Wat Vincent in die jaren ontdekte was dat je via de sport kinderen enthousiast kan maken om iets te leren, en dat je hen soms ook even hun zorgen kan laten vergeten. Hij was er graag voor kinderen, die thuis niet altijd een luisterend oor hadden. Of die thuis een te grote verantwoordelijkheid moesten dragen. Veel kinderen zagen hem als een grote broer en dat vond hij leuk. Maar in de winter is het donker op het sportveld, en koud en nat. Er ontstond een groeiende behoefte om toch weer iets van een studie op te pakken met het oog op zijn toekomst. Vincent: “Even dacht ik erover om verder te gaan in de jeugdzorg. Maar dat is ingrijpend werk. Je komt bij mensen achter de voordeur die daar vaak zelf niet op zitten te wachten. Ik neem ook teveel problemen en verhalen mee naar huis, ik ken mezelf. En dan de geluiden over de werkdruk, de burn-outs. Ik besloot ervan af te zien en toen ontstond voor het eerst het idee om leraar te worden.”

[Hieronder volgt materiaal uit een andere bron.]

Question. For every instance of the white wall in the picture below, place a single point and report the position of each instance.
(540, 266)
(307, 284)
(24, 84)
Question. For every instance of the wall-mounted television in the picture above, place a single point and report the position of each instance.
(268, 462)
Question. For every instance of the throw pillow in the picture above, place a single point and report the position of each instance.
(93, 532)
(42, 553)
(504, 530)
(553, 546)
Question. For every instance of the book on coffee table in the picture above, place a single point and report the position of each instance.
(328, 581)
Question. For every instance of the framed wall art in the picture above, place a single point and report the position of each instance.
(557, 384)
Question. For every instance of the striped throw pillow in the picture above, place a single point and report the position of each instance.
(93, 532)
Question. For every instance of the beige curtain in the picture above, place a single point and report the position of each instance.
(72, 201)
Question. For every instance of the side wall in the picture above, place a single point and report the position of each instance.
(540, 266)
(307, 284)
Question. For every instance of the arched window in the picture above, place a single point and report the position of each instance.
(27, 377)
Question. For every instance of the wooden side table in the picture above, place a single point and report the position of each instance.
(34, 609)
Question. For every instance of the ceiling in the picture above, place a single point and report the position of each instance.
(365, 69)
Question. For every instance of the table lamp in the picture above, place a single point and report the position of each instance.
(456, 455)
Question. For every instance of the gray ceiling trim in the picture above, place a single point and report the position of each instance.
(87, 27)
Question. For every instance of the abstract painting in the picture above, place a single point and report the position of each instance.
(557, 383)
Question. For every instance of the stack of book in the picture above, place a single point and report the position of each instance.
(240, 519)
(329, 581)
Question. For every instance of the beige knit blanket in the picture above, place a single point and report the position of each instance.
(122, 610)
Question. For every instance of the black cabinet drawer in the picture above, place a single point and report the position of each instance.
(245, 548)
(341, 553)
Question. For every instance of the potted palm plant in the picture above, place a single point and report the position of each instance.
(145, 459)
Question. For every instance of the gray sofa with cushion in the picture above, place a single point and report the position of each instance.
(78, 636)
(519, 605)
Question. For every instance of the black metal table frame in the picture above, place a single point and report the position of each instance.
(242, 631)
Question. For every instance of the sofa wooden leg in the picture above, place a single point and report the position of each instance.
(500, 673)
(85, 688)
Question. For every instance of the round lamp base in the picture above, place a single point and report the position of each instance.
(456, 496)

Het was zijn moeder, als hij het zich goed herinnert, die de aankondiging voor de EMPO op internet voorbij zag komen. Een opleiding die zich ook echt richt op kinderen zoals die op Zuid opgroeien. Het leek hem iets. Dan zou die master er misschien toch nog van komen.

De opleiding
Het bleek geen gemakkelijke stap om van de hands-on werkpraktijk weer terug achter de boeken te kruipen. Nog even afgezien van de terugval in inkomsten. Vincent: “Ik had vijf jaar gewerkt. Dan valt het niet mee om lange wetenschappelijke teksten te lezen. En om weer te leren om academisch te schrijven. Ik schreef volgens de docenten veel te verhalend. ‘Hoe kom je daarbij?’ vroegen ze dan. ‘Waar heb je dat vandaan?’ Het is een universitaire opleiding, hè, je kunt niet zomaar iets vinden of verzinnen. Maar het gaat me steeds beter af en ik krijg veel kritische maar opbouwende feedback van mijn docenten. En bij mijn laatste opdracht kreeg ik echt complimenten voor de vooruitgang die ik heb geboekt. Dat stimuleert. Wat ik ook moeilijk vond is dat het een nieuwe opleiding is. Het mag dan een voordeel zijn om inspraak te hebben in hoe je wordt opgeleid. Dat is ook echt wel leuk. Maar in het begin was iedereen zoekende, ook de docenten die uitdrukkelijk aangaven dat het voor hen ook allemaal nieuw was. Voor mij was dat moeilijk want ik heb baat bij structuur en regelmaat. Het kon mij best frustreren dat ik vaak niet precies wist wat ik nu met bepaalde opdrachten aan moest. Ik heb daar last van gehad. Al met al heb ik een paar keer op het punt gestaan om op te houden en weer te gaan werken. Ik had echt de stimulans nodig van mensen om mij heen om door te gaan.”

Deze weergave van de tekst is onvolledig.